FERNANDO FERNÁNDEZ ROMÁN
@FFernandezRoman
La
historia se repite. Es la bella historia de una bella joven, llamada Mireia,
cuyas hazañas sobre el agua dulce de una gran pileta me encandilan sobre
manera, tanto como sus apellidos: Belmonte García.
Mireia ha
ganado una Medalla de Oro en la prueba de natación, estilo mariposa, modalidad
200 metros, y uno la ve así, con sus ojos azul piscina todavía humedecidos por
la emoción, con su dentadura atenazando el preciado metal del máximo premio y
siente que le llega un repentino subidón de orgullo patrio, algo universalmente
admitido, comprendido y practicado cuando se contempla en protagonistas del
resto del mundo mundial con toda naturalidad, pero que aquí, en este bendito
país, algunos lo ven con los ojos color negro mulato de un estúpido
escepticismo progre, a tal punto, que pareciérame obligada la precaución de
protegerlo –el orgullo patrio—tras el embozo que ha de envolver a toda
situación vergonzante.
Mireia
Belmonte García es campeona olímpica, y es española, nacida en Badalona, hija
de granadino y de jaenera. Española, digo, a pesar de que los informativos de
la televisión pública catalana, que emiten a costa de los impuestos de todos
los españoles, hayan lanzado al aire la galerada de que las medallas de Mireia
las ha ganado Cataluña, y no España, lo cual llenaría de estupor a ese mundo
mundial aludido, que vio la bandera rojigualda grabada ostensiblemente sobre el
gorrito de la nadadora y cómo, después del magnífico triunfo, a ésta le
brillaba la mirada sobre el lagrimal mientras escuchaba el Himno Nacional
Español, si no fuera porque la cosa es de una catetez tal, que solo tiene
cabida en un campo donde se cultiva desde hace lo menos treinta años una
endémica paranoia.
Como ya
escribí hace cuatro años, esta Mireia nuestra lleva –¡qué casualidad!—los
mismos apellidos que el diestro más importante de la Tauromaquia del siglo XX,
don Juan, el Pasmo de Triana, el Juan Belmonte García de Chaves Nogales, el de
Valle Inclán, Zuloaga, Sebastián Miranda y Ramón Gómez de la Serna, por citar
algunos intelectuales de la época, todos ellos belmontistas acérrimos. Mireia,
la española de Badalona, también ha dejado pasmados –pasmadas, en este caso—a
sus rivales más inmediatas, todas ellas campeonísimas en lo suyo, que es
apartar agua a una velocidad de vértigo.
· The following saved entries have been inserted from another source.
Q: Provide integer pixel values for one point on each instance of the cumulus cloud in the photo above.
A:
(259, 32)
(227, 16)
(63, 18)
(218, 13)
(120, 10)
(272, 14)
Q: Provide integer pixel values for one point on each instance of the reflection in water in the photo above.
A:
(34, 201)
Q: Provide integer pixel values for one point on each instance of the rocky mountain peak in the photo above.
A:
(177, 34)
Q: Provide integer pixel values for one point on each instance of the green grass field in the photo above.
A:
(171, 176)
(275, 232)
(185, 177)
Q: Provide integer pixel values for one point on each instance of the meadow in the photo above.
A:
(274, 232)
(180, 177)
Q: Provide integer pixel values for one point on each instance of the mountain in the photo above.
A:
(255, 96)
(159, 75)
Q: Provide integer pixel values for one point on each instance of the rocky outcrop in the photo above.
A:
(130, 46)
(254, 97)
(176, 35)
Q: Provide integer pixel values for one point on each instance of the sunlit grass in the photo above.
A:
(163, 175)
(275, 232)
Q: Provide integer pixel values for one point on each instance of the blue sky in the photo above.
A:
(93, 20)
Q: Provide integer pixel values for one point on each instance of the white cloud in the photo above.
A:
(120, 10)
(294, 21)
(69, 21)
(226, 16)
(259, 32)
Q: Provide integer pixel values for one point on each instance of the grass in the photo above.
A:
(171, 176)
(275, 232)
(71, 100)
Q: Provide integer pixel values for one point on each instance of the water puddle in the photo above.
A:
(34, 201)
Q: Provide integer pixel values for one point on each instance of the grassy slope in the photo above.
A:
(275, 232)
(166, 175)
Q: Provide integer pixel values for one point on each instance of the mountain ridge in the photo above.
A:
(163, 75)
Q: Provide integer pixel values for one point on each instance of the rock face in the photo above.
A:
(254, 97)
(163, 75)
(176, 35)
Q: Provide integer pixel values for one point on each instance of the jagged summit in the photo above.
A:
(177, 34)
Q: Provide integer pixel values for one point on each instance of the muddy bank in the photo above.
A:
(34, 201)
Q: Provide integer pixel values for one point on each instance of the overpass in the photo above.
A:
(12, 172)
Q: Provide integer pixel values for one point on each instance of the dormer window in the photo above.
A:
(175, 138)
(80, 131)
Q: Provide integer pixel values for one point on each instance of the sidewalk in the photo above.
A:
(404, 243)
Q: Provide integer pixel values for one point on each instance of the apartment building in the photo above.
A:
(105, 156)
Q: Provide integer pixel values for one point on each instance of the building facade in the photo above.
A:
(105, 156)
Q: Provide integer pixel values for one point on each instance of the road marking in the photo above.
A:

Y ahí la tienen, después de haber
bordado una carrera sublime, recién vestida de oro, como los toreros.
El caso
de Mireia no solo ha propiciado las situaciones surrealistas descritas, sino
una divertida anécdota, esta vez fruto del apasionado relato de los narradores
de TVE, cuando se jugaban los últimos metros de la prueba que acabó ganando la
española. Alguien tergiversó el primer apellido y pronunció ¡Del Monte!, como
la cantante María, lo cual ha provocado la creación de algunos memes realmente
graciosos en las redes sociales.
No es
nueva la cuestión. En el año 13, cuando Joselito el Gallo ya era un gallito de
la torería andante, y un jorobeta de Triana empezaba a despuntar por el
horizonte de la Fiesta con el estruendo de un terremoto, un gallista de pura
cepa –y por tanto detractor primerizo del nuevo fenómeno—, subyugado por un
triunfo estruendoso –uno de tantos– del joven, poderoso y pujante José, se
atrevió pronosticar la ruina y el desmoronamiento del que ya se postulaba como
su rival más encarnizado, cuyo primer apellido no acababa de discernir: Después
de ver esto, ¡a ver qué puede hacer ese Der Monte, que tanto ruido provoca!
Del
fracaso absoluto del agorero se ha encargado la Historia, como se encargará de
dejar en ridículo a quienes en su obsesiva tarea de hacer perversión de la
realidad pretenden quitarle a España la joya de Mireia.
En el
primer caso, una multitud se llevó procesionada la imagen chepuda y mentonera
de un torero, bordada en oro sobre el Guadalquivir, según atinada frase de mí
ídolo, Tío Caniyitas. En el segundo, la admiración colectiva y la alegría desbordante
centró la mirada de todo un país en lo más alto de un podio olímpico, donde
reinaba la esbeltez de una atleta superdotada, mientras la razón de su
nacionalidad se abría, limpia, inequívoca, escueta y fehaciente.
En ambos,
se impone el grito apasionado que dieron entonces los trianeros y ahora damos
los españoles del mundo con toda la fuerza que es capaz de impeler nuestra
capacidad torácica: ¡¡Viva Belmonte!!